“It’s amazing, the human capacity to not notice things that you’re not interested in,” Bram Gunther said. He’s New York City’s deputy director of forestry and horticulture and recently gave reporter Andy Young a tour of NYC’s urban forest for an article in the May 23 New Yorker.
The city of New York has five million trees, a half million of which are “street trees” not associated with parks or yards. There are fowering cherry, honey locust, silver linden, pin oak, ginkgo, Japanese zelkova and pagoda, London plane, Kentucky coffeetree, dawn redwood — seventy species in all.

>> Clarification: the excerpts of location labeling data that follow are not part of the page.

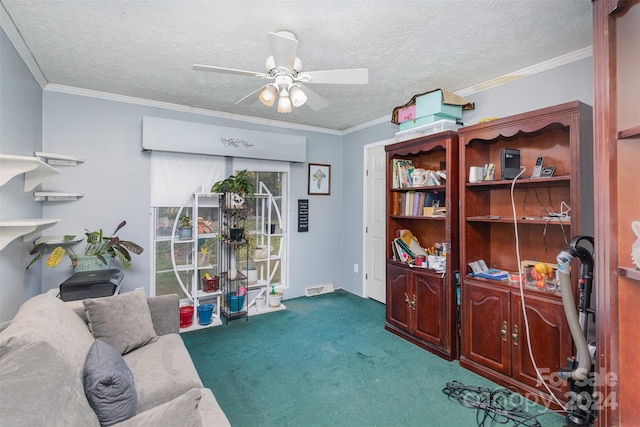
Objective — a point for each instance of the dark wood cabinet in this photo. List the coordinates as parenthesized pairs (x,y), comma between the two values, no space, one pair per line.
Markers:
(416,307)
(421,303)
(505,222)
(495,341)
(616,32)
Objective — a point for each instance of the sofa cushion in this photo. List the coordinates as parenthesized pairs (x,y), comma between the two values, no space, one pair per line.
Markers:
(39,387)
(162,370)
(182,411)
(108,384)
(122,321)
(46,318)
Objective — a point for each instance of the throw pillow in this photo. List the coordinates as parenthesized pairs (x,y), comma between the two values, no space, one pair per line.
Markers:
(40,386)
(122,321)
(108,384)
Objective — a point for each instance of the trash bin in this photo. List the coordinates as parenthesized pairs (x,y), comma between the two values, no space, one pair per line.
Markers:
(205,312)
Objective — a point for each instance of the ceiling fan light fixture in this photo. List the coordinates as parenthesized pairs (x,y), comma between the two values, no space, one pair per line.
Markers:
(298,97)
(284,104)
(268,95)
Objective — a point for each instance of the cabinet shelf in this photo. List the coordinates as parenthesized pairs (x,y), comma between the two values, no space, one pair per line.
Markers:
(58,159)
(421,217)
(525,182)
(36,171)
(27,228)
(534,221)
(629,273)
(422,188)
(53,196)
(633,132)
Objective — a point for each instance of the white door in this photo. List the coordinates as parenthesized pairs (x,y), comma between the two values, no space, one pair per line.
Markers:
(375,225)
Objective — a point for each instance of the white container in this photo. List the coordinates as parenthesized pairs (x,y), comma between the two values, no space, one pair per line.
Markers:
(275,299)
(261,302)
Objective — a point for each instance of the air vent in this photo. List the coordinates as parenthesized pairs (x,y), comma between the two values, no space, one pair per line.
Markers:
(318,290)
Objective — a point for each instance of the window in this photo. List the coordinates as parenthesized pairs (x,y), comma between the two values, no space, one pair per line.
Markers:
(175,177)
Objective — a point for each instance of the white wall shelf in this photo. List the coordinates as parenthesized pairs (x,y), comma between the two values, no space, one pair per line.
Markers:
(36,171)
(58,159)
(53,196)
(58,241)
(27,228)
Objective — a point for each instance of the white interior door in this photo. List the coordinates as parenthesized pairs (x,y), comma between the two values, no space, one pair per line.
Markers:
(374,262)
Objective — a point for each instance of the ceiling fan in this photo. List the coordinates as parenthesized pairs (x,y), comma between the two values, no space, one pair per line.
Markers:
(284,69)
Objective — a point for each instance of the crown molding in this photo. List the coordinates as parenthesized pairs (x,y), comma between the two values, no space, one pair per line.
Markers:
(529,71)
(16,39)
(70,90)
(504,79)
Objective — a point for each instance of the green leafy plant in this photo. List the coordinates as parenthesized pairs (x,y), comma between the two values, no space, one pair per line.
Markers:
(185,221)
(99,245)
(240,184)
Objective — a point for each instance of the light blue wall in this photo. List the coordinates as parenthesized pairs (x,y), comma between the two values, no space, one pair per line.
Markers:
(115,175)
(20,134)
(115,181)
(570,82)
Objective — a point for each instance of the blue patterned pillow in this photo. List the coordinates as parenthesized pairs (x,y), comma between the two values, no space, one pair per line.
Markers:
(108,384)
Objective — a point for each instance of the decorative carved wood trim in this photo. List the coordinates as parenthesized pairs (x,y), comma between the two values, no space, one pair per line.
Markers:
(616,6)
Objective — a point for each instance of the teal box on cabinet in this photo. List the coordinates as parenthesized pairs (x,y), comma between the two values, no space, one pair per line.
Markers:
(425,121)
(433,103)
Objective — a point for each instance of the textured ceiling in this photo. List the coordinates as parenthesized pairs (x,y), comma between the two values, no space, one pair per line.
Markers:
(146,49)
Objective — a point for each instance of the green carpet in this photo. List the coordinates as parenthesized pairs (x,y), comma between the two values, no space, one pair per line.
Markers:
(327,361)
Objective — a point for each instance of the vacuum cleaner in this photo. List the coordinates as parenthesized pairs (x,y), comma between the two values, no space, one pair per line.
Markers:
(580,371)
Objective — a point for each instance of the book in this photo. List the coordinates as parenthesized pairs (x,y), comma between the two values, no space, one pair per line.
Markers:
(479,269)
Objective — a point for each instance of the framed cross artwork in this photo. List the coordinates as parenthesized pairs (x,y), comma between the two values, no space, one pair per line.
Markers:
(319,179)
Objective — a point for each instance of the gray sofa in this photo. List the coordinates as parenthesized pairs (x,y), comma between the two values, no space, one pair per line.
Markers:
(43,352)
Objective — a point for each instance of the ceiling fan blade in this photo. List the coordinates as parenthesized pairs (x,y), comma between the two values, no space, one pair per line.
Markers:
(251,98)
(353,76)
(314,101)
(199,67)
(283,48)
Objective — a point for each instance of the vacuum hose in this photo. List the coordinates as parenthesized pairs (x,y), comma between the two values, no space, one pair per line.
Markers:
(564,260)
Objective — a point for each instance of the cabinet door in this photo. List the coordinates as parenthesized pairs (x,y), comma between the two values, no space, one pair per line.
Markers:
(550,341)
(485,316)
(398,289)
(430,309)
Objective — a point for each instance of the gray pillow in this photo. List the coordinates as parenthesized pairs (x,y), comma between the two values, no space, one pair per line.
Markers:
(40,386)
(108,384)
(122,321)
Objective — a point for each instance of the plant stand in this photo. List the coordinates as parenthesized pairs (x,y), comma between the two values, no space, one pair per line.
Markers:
(233,253)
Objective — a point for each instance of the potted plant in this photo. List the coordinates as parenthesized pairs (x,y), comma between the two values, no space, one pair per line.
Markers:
(185,228)
(99,251)
(235,188)
(204,252)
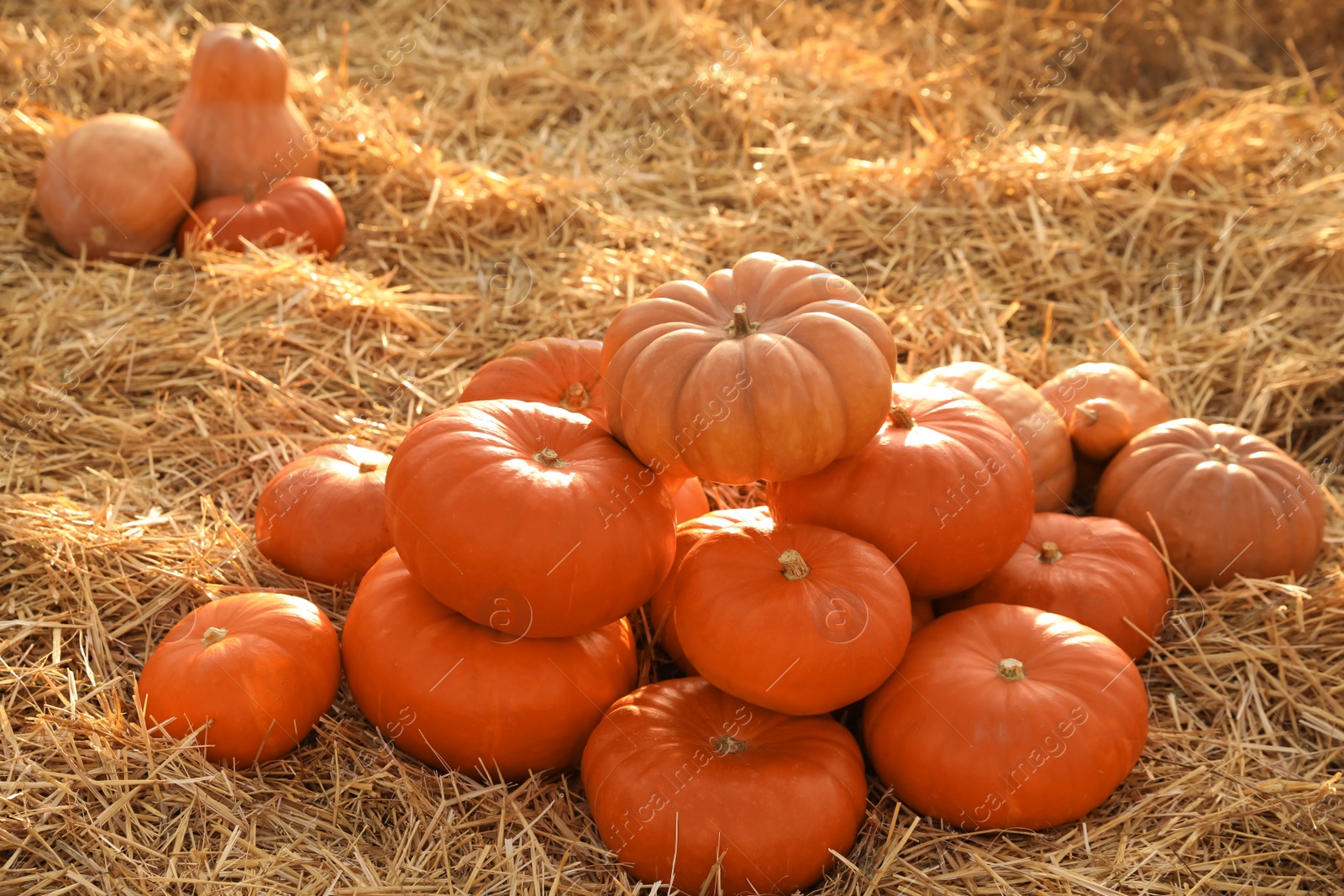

Beginning in June, more than 1,000 volunteer “tree stewards” — tree geeks, the article calls them — will take the first census of NYC trees in a decade. Driving along one block, Gunther points out to his reporter some of the reasons the tree population turns over so quickly: “Subway! Grate! Bus stop! Garage! Canopy! Grates! Vaults! Driveway! Awning! Light pole! Again with the canopy!” Along the way, they find injuries due to bikes chained to trunks, dog urine, lovers carving their initials, and Asian long-horned beetles.
Over the last few months, and after more than five years of working for an organization of plant scientists, I’ve finally begun learning to identify trees (so that’s what a maple leaf looks like!). If my eye for the various species ever develops, I know it’ll be one of those experiences that makes the world come alive for me all over again, much like when I learned about atmospheric optics.
I suppose learning about the urban forest has that same character that draws amateur folklorists, conspiracy cranks, poets in American, amateur scientists, certain varieties of bloggers. It’s a way of turning your back on cable news, American Idol, the runaway bride, publicly-funded stadiums, Clear Channel, and inventing your own culture, your own way of seeing the world. (“There are 8 million stories in the naked city …”) It often seems that simply controlling your own attention and finding your own stories to tell is, increasingly, an act of civil disobedience.